WARRANTY OF OTHER MANUFACTURER’S PRODUCTS

  1. Except as expressly agreed by Seller otherwise, Seller makes no warranties or representations of any kind whatsoever, either expressed, implied or statutory on any component parts or accessories sold hereunder which are not manufactured by Seller. Seller hereby extends the manufacturer’s warranty or guaranties, if any, given to Seller by the manufacturer of said component parts and accessories, but only to the extent Seller would be able to enforce such warranty or guaranties itself. Seller does not guaranty warranties of other manufacturers’ products. Claims under any manufacturer’s warranty shall be made in accordance with the manufacturer’s requirements regarding the return, repair or replacement of the goods.
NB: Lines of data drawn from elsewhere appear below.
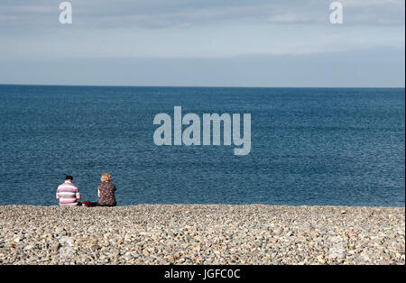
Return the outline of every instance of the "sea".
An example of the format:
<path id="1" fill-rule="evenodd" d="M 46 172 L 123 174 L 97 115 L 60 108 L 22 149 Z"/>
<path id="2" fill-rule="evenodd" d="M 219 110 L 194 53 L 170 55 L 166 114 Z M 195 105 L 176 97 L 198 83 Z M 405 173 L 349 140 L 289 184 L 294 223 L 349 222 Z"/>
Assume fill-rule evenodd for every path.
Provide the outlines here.
<path id="1" fill-rule="evenodd" d="M 249 154 L 156 145 L 174 106 L 250 114 Z M 0 205 L 56 205 L 66 175 L 97 201 L 105 172 L 118 205 L 405 205 L 404 88 L 0 85 Z"/>

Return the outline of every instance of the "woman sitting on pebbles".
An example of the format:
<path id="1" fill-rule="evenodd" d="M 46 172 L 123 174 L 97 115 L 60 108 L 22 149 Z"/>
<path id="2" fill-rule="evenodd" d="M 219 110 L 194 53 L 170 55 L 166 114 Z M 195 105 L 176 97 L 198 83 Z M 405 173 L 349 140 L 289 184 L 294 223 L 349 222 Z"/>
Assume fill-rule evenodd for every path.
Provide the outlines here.
<path id="1" fill-rule="evenodd" d="M 98 202 L 83 202 L 86 206 L 115 206 L 115 186 L 111 183 L 111 175 L 103 173 L 102 183 L 97 187 Z"/>

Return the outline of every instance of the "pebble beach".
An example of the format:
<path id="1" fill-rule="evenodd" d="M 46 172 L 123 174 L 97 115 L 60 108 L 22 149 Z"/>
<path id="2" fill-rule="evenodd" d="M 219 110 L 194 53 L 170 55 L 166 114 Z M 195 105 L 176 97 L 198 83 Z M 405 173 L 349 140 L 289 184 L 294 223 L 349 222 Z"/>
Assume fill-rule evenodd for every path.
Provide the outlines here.
<path id="1" fill-rule="evenodd" d="M 0 265 L 404 265 L 404 207 L 0 205 Z"/>

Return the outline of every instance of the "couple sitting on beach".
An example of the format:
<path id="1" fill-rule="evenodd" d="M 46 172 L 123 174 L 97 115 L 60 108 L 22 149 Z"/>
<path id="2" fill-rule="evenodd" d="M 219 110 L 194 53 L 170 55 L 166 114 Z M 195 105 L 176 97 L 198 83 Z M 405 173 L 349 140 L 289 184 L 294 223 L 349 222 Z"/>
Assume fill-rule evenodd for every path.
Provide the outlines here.
<path id="1" fill-rule="evenodd" d="M 67 176 L 65 182 L 58 187 L 56 197 L 60 200 L 60 205 L 86 205 L 86 206 L 115 206 L 115 186 L 111 183 L 111 175 L 104 173 L 101 177 L 102 183 L 97 187 L 98 202 L 84 201 L 81 198 L 78 187 L 73 185 L 73 177 Z"/>

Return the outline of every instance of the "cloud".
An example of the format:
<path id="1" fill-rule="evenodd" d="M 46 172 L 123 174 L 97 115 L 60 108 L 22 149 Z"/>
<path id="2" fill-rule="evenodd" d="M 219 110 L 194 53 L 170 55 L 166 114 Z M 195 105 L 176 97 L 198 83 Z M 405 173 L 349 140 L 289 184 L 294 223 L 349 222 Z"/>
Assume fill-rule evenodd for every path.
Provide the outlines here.
<path id="1" fill-rule="evenodd" d="M 144 29 L 214 25 L 229 23 L 328 24 L 332 0 L 275 3 L 271 0 L 71 0 L 76 24 L 91 28 Z M 341 0 L 346 24 L 404 25 L 403 0 Z M 59 2 L 14 1 L 0 4 L 0 30 L 43 29 L 57 23 Z M 13 17 L 12 23 L 5 20 Z M 29 26 L 27 26 L 30 23 Z"/>

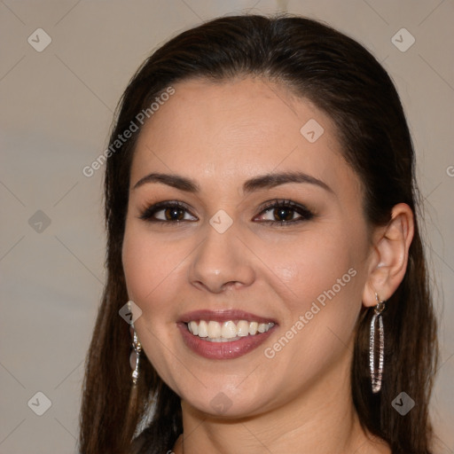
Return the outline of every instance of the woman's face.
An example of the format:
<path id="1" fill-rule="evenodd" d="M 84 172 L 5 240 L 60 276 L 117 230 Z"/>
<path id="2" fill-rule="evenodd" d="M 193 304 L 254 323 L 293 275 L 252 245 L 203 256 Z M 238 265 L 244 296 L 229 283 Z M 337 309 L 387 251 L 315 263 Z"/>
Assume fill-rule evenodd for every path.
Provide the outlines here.
<path id="1" fill-rule="evenodd" d="M 334 395 L 372 247 L 333 121 L 261 79 L 174 88 L 138 137 L 122 251 L 146 356 L 211 414 Z"/>

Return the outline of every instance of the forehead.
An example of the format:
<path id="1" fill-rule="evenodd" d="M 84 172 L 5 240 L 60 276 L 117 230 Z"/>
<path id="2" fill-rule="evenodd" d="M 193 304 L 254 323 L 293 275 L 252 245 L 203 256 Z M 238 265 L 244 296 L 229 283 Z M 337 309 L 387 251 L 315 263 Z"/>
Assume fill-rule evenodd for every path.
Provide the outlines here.
<path id="1" fill-rule="evenodd" d="M 247 77 L 174 89 L 140 133 L 131 183 L 152 170 L 197 176 L 201 186 L 275 170 L 351 181 L 333 121 L 285 86 Z"/>

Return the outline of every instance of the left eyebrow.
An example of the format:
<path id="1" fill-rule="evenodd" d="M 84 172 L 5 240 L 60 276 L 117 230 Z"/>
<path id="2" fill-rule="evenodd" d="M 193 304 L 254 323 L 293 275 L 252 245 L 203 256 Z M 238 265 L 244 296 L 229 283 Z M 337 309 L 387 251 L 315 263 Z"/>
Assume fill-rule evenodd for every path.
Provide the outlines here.
<path id="1" fill-rule="evenodd" d="M 325 182 L 302 172 L 282 172 L 278 174 L 272 173 L 259 176 L 247 180 L 243 184 L 243 192 L 247 193 L 256 191 L 257 189 L 272 188 L 287 183 L 307 183 L 309 184 L 315 184 L 325 189 L 328 192 L 332 192 L 333 194 L 334 193 L 334 192 Z"/>

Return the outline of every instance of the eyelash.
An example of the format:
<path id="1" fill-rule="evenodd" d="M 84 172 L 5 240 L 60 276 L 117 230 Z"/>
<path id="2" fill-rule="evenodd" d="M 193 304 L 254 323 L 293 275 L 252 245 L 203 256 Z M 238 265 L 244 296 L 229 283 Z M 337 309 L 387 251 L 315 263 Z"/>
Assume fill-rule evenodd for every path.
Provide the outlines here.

Seller agrees to cooperate with Purchaser in enforcing any claims against manufacturer(s) for defects that may occur.

INDEMNITY

  1. Seller shall indemnify and hold Purchaser harmless from loss, claim, cost, expense or damage (including payment of reasonable attorneys’ fees) suffered or incurred by Purchaser and arising from any injury, death or property damage but only to the extent caused by any defect in the design or manufacture of the Goods or any negligent act or omission in the performance of the Services, provided that Seller shall have no obligation to indemnify or hold Purchaser harmless to the extent any loss, claim, cost, expense or damage arises from or is caused by any specification, material, information or instruction provided by or on behalf of Purchaser.
  2. Seller shall indemnify and hold Purchaser harmless from loss, claim, cost, expense or damage (including payment of reasonable attorneys’ fees) suffered or incurred by Purchaser and arising from any claim of infringement of a third party’s intellectual property rights but only to the extent caused by the Goods or Services (including the Designs) provided by Seller hereunder, provided that Seller shall have no obligation to indemnify or hold Purchaser harmless to the extent any loss, claim, cost, expense or damage arises from or is caused by any specification, material, information or instruction provided by or on behalf of Purchaser, by Purchaser’s combination of the Goods and/or Services with materials not supplied by Seller or by Purchaser’s use of the Goods and/or Services other than as instructed by Seller or contemplated by this Contract. In the event Seller reasonably deems any Goods or Services to infringe a third party’s intellectual property rights, Seller may, in its sole discretion, either license Purchaser to use the infringing content or modify the Goods or Services so as not to infringe.

LIABILITY

  1. Seller’s total liability for any and all claims, damages, losses and injuries arising out of or relating to Seller’s performance or breach of any term herein shall not exceed the price of the Goods and Services provided hereunder. IN NO EVENT, WHETHER IN CONTRACT, TORT OR OTHERWISE, SHALL SELLER BE LIABLE FOR LIQUIDATED, INDIRECT, EXEMPLARY, INCIDENTAL, SPECIAL OR CONSEQUENTIAL DAMAGES, EXPENSES OR COSTS, INCLUDING BUT NOT LIMITED TO: (1) LOSS OF PROFITS, BUSINESS OR GOODWILL; (2) LOSS OF USE OF EQUIPMENT OR FACILITIES; (3) LOSS OF VEHICLE OR CARGO, OR (4) LOSS RESULTING FROM UNUSABLE MACHINERY OR FACILITY DOWNTIME, HOWSOEVER CAUSED AND EVEN IF THE POTENTIAL FOR SUCH DAMAGES WAS DISCLOSED AND/OR KNOWN.

CONFLICTING LAW

  1. Some jurisdictions provide rights in addition to those listed above, or do not allow the exclusion or limitation of implied warranties, or liability for incidental or consequential damages. If any provision or part of a provision of these terms is found to be illegal, invalid or unenforceable under any applicable law, such provision or part of a provision shall, insofar as it is severable from the remaining terms, be deemed omitted from these terms and shall in no way affect the legality, validity or enforceability of the remaining terms.